J’ai toujours senti qu’un jour, je reviendrais dans ce lieu. En 2003, j’y suis retournée afin d’entamer une nouvelle création solo inspirée de la musique du compositeur Robert Normandeau. Comme je répétais quotidiennement, Yoshito m’a demandé s’il pouvait venir voir mon travail. Je me sentais un peu intimidée, car j’étais en période de recherche sans structure précise. Après la répétition, il a pris une petite chaise d’enfant de couleur blanche qu’il a attachée dans mon dos. Il m’a demandé de marcher lentement, de dos, sur une même ligne, à partir du fond du studio. L’intention était que je devienne la chaise: c’était la chaise qui avançait et me faisait marcher et non pas moi qui reculais avec la chaise. You are the chair, disait-il. Cela m’a fait basculer dans une nouvelle dimension du corps dansant.
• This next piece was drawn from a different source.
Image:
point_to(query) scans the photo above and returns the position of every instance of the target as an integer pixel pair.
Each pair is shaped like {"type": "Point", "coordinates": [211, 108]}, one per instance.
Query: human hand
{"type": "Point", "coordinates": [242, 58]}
Ce fut le début de notre collaboration qui s’est poursuivie de 2003 à 2013 avec la création de trois œuvres chorégraphiques (Eye, Flower et In Between).
Ayant vécu plusieurs renaissances dans ma vie de danse, ma rencontre avec Yoshito m’a ouvert le chemin vers une qualité d’expression qui vient directement du cœur, en lien avec les forces cosmiques, celles qui touchent l’être humain dans son essence même. Au-delà des mots, nous avons reconnu en l’un et l’autre l’âme sœur.
Lors d’un spectacle à Vancouver, une journaliste lui a demandé quel était le lien qui nous unissait, lui et moi. Il a répondu: «C’est mon père qui nous unit».
Son départ est la perte d’un ami et d’un artiste avec lequel j’ai vécu de grands moments de danse. Avec une profonde gratitude, cher Yoshito, je te dis merci pour ton immense générosité, ta confiance, ton intégrité et ton partage que je n’oublierai jamais. Tu seras toujours présent dans ma danse.
Lucie Grégoire
Danseuse, chorégraphe et directrice artistique de Lucie Grégoire Danse.